If you have not read Janni Howker's extraordinarily powerful books, catch up now. The Nature of the Beast, an account of the devastation wreaked on a mill town by the closing of the mill, won all kinds of prizes and deservedly so.
Bill Coward is a young teenager who lives with his father and grandfather in chaotic but affectionate squalor. As he and his friend Mick,son of a trades union official, come up against officialdom in all its uncaring forms, they become obsessed with the local legend of a wild beast which savages livestock and pets. But is the beast real? And does it live within or without the young lads? Unmissable.
Isaac Campion is another wonderful title from Howker, set at the turn of the century. When Isaac's brother Danny is killed in some horseplay, his father uses the tragedy to fuel his feud with the neighbouring Cleggs, taking his anger and grief out on young Isaac. The book describes, with plenty of pungent detail, an adolescent's struggle to find his moral and emotional place in the world.
Badger on the Barge is the collection of five stories which introduced this classic writer to the world.
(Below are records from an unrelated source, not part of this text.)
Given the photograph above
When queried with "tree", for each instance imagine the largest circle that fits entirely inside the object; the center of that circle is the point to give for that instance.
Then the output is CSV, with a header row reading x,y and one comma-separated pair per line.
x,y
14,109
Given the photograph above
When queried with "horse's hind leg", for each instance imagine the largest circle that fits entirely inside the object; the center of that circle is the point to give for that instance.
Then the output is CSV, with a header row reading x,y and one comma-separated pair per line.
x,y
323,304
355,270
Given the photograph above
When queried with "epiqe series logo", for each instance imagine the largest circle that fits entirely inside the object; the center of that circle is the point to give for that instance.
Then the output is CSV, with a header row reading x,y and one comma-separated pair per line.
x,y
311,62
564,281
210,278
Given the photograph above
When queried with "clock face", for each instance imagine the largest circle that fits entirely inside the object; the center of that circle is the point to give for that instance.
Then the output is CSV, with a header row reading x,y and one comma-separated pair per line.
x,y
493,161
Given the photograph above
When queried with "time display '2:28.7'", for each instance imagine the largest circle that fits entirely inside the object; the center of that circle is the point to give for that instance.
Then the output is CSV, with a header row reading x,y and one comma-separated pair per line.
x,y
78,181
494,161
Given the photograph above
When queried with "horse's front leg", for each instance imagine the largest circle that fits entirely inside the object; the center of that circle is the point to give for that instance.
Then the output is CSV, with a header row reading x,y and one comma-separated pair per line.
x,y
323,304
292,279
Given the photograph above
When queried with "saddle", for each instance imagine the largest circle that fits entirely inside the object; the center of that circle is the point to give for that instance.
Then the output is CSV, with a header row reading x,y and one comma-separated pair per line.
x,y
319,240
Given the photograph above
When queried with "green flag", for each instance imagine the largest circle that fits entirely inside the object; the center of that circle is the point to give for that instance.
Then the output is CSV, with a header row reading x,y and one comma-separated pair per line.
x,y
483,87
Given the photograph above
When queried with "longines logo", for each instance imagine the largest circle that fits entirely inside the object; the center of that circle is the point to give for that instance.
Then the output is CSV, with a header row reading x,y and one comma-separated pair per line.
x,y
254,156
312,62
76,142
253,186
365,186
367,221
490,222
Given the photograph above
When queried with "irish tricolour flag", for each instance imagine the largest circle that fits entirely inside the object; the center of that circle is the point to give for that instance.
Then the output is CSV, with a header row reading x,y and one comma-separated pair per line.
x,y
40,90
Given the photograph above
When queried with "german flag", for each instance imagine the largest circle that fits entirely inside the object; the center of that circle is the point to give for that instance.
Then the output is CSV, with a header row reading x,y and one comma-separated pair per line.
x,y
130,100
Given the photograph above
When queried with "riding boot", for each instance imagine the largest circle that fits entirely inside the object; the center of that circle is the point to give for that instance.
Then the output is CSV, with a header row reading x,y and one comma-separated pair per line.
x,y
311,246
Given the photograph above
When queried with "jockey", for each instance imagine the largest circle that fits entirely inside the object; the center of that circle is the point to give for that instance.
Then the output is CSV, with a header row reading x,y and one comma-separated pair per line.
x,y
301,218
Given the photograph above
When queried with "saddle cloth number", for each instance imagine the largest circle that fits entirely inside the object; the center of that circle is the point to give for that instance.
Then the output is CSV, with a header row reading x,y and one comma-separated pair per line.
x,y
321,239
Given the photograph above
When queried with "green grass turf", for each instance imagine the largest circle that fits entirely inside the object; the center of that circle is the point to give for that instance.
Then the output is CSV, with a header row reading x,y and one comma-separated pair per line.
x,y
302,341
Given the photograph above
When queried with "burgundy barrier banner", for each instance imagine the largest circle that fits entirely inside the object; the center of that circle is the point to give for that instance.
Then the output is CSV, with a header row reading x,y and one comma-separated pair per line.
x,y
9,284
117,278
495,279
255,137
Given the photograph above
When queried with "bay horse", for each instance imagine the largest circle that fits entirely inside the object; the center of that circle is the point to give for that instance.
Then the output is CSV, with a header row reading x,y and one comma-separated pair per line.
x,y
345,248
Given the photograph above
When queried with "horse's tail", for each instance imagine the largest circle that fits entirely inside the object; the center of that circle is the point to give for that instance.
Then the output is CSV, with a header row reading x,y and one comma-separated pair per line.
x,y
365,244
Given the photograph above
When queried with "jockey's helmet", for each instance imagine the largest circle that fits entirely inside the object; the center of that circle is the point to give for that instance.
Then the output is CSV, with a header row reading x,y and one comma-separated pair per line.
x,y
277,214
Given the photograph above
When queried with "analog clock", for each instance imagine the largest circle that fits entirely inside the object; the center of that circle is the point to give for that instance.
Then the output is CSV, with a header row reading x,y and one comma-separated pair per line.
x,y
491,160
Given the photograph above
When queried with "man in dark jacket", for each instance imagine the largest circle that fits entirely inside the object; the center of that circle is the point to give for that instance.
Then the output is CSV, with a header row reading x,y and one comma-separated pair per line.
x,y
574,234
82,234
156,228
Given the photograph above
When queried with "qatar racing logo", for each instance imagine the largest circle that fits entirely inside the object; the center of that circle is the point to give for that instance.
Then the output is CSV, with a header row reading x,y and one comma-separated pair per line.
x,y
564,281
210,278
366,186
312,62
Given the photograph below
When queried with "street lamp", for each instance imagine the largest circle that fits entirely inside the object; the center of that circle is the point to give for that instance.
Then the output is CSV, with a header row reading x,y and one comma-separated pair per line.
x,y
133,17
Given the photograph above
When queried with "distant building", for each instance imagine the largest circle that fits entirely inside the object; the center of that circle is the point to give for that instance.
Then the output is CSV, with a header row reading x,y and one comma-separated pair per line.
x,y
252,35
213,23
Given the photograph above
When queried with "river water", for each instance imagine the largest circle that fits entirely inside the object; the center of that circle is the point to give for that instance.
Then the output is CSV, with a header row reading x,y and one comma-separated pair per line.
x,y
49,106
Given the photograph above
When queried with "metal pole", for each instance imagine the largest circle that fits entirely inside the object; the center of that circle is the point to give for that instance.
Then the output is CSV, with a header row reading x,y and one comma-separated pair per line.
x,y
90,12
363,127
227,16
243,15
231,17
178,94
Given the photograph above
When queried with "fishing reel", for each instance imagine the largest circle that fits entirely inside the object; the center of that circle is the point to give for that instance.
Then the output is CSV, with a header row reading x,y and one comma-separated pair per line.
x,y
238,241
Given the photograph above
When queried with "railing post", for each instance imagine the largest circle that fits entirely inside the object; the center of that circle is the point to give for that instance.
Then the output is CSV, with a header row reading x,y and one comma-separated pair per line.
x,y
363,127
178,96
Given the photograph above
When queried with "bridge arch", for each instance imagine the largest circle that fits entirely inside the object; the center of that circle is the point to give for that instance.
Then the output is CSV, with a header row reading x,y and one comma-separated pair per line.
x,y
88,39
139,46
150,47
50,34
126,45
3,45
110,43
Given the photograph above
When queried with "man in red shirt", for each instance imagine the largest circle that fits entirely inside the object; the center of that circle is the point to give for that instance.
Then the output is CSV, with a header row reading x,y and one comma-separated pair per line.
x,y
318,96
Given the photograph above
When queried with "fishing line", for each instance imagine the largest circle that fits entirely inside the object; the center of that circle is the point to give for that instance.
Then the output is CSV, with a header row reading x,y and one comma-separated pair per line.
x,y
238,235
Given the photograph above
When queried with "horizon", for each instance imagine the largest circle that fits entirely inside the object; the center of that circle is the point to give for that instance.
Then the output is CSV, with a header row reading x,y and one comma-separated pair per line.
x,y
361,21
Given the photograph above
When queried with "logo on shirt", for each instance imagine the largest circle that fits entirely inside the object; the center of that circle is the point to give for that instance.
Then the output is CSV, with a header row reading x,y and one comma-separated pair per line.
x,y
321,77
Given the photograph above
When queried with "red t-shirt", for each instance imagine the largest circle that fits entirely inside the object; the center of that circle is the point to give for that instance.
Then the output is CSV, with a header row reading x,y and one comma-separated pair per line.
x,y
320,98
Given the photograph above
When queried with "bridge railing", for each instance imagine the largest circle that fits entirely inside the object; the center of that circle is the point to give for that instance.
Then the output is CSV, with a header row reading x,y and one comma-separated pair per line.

Her salty humour and loving observation of working-class northern life are mixed with deep compassion and instantly believable characterisation of the young people about whom she writes.
These short stories, hingeing as they do on key moments in early adolescence when fear gives way to understanding, are real eye-openers. For 11 to 16-year-olds, although any adult will enjoy them. All published by Walker at Pounds 3.99.
Flip-Flop Girl (Puffin Pounds 3.99) is a moving, utterly true-to-life account of how a young girl starts to come to terms with the death of her father. Vinnie is nine and her brother, Mason, is five when they have to leave their comfortable life in Washington and move to Brownsville, Virginia, to live with their step-grandmother. Vinnie, desperate for affection, lashes out at all and sundry. Mason, terrified at the changes in his life, refuses to speak. Gradually, through the kindness of her new teacher and a new friend, even more lonely and outcast than herself, Vinnie finds her way back to some kind of emotional stability. Katherine Paterson writes with compassion and sharpness. For ages 8-12.
The Dump Gang by Martin Waddell (Walker Pounds 3.50) is a fun read for the beach, told with Waddell's customary flair and panache. Packed full of enjoyable insults, slapstick humour and racy prose, these loosely connected stories cover the rivalries between two gangs of young children messing about over the summer. Perfect for ages 8-11.
In Crack Willow Wood (Walker Pounds 3.50) is another easy-to-read excursion into an anthropomorphised wood in which Billy Weasel is always making a nuisance of himself at the Crack Willow Road school. The five stories focus on such topics as the Tuesday blues, the uninvited guest at the birthday party and disappointments over the tooth fairies. Either to be read aloud or for newish readers, the stories are fun for ages five to nine.
The Twitches' Birthday by Roy Apps (Macdonald Pounds 3.99) is a bit of rollicking fun, fourth in the series which follow Gert and Lil through thoroughly silly but enjoyable adventures. In this one, the Twitches celebrate their 114th birthday by having a bath. But the Twitches hate having baths and will do anything to avoid them - even visit the Queen. Good vocabulary and a zippy story make this a holiday read for ages six to eight.
The Check-out Princess by Andrew Matthews (Mammoth Pounds 3.50) is a comical transposition of an Arabian Nights-style fantasy to the setting of a modern supermarket. Matthews has a lot of fun with the havoc caused by the eruption of Arabian court life into the mundane lines of customers at "Sainscos'' and a sympathetic hero in the sensible Chris, who manages to restore the lost princess back into her own dimension. Entertaining reading for eight to 11- year-olds.
A Little Fear by Patricia Wrightson (Hutchinson Pounds 9.99) is one of a number of this original Australian writer's titles reprinted in hardback. She blends settings which are acutely exotic for the British reader - the Australian desert, the rocks and seas of the southern hemisphere - with oddly cosy supernatural beings, not so much dei ex machina as familiar spirits, who love to meddle.
In the title story it is the Nijimbin who makes life uncomfortable for Mrs Tucker and her old dog Hector. Mrs Tucker wins in the end by using her misadventures to gain the upper hand in her dealings with her daughter. Each as contrary as the other, ancient spirit and old woman hold their heads high.